Friendships are tricky things, aren't they? Or are they? I'm confused and I don't know.
I have friends in my life that have come and gone. We served our purposes to each other and called it a day. Other friends have been around for years. Still other friends are still in the making. And I'm sure there are people out there that I will be friends with later in life, I just don't know it yet.
I had a small dinner planned with friends for my birthday this past weekend and I had a moment where I realized that some of my friends? Well, they suck.
Some friends didn't show when they said they were going to. Some of them said they would try and then I never heard from them.
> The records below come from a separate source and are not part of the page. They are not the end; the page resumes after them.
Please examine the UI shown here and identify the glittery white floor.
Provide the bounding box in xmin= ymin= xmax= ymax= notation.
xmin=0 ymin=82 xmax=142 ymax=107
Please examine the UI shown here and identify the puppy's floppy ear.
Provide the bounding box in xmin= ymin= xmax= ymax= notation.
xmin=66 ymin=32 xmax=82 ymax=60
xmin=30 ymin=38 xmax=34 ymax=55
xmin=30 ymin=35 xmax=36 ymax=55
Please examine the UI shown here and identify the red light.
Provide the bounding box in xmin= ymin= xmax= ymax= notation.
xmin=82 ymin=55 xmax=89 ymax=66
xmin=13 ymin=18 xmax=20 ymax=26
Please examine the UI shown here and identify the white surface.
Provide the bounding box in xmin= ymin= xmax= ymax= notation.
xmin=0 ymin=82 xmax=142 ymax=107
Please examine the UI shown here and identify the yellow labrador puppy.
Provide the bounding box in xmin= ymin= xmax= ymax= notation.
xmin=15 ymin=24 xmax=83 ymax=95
Two other friends didn't come because they didn't have any money and still didn't come when I offered to pay for them because I wanted them there. Still others still haven't even acknowledged my birthday. No phone call, no e-mail, not even a text. The later really kills me because one friend is one of my best friends, or so I thought.
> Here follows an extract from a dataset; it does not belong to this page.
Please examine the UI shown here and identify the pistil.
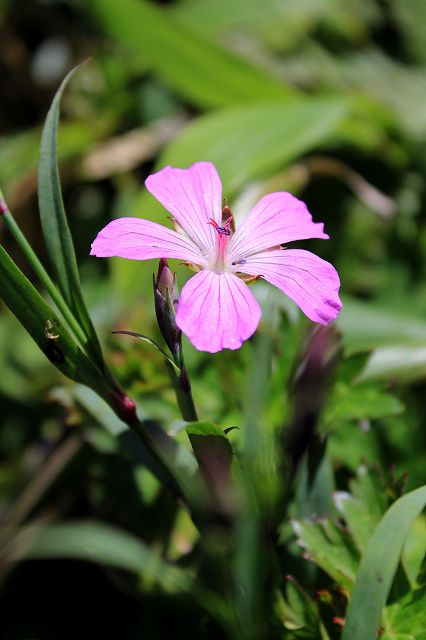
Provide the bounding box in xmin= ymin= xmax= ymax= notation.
xmin=208 ymin=213 xmax=233 ymax=272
This all leads me to question my friends and myself.
Am I a bad friend? Do I not give enough of myself to the ones I care about and in turn they don't give me anything back? Do I just pick friends that plain 'ol suck? Do I let myself be taken advantage of and don't even see it? Am I that miserable that my friends can't stand to even call me for a few minutes? Does this somehow relate to my incapacity to keep a normal relationship?
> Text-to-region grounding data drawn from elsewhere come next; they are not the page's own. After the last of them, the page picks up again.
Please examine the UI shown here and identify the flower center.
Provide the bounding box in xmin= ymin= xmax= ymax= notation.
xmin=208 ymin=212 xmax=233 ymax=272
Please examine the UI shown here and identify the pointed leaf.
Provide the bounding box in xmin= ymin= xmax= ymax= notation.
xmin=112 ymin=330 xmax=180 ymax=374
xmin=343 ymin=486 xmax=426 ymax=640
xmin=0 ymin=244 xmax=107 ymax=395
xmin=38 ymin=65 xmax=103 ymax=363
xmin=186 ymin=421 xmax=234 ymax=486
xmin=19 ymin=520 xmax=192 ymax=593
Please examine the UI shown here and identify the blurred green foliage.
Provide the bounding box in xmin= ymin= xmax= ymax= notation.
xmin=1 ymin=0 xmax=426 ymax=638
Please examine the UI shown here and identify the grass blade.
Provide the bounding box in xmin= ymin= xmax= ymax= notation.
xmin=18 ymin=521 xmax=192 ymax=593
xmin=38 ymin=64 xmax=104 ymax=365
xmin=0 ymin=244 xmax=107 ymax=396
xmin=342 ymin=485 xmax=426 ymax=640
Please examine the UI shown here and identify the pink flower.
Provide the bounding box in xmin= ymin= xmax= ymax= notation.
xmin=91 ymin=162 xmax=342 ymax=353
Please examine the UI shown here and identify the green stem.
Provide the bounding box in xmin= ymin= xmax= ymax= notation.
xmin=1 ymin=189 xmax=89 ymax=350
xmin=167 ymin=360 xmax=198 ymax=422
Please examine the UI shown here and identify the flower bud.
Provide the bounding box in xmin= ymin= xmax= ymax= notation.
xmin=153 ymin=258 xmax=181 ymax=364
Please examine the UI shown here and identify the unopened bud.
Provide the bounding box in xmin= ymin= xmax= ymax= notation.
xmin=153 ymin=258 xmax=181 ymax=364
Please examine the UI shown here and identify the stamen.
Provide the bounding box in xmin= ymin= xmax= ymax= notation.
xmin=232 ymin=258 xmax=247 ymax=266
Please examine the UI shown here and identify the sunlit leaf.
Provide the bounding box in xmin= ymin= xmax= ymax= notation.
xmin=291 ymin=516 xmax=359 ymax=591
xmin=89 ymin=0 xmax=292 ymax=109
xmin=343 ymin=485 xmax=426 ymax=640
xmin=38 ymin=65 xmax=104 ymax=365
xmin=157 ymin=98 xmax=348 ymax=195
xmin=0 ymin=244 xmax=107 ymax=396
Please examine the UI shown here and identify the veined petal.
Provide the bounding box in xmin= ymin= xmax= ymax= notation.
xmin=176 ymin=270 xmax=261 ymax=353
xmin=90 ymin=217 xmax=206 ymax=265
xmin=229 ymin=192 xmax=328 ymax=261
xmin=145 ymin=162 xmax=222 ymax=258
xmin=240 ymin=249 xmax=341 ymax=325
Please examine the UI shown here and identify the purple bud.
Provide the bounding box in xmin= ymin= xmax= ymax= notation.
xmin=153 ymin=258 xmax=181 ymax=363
I know that life gets in the way sometimes and even the most well intentioned person forgets things and puts friends on a shelf from time to time, but this seems to be a revolving theme that I'm noticing.
I don't profess to be perfect. I forget birthday's too and I get lazy with the phone calls sometimes. Sometimes I even put all my friends on a shelf while I tend to life. But I think that overall I'm a good friend. I try to be there for the important moments and celebrate with my friends. I just don't get it.
I have no idea if this friends that bailed on me and forgot about me read this blog and frankly I hope they do. This should be taken as a wake up call. For them and for me.
I'm 31, it's high time I started figuring out who my real friends are.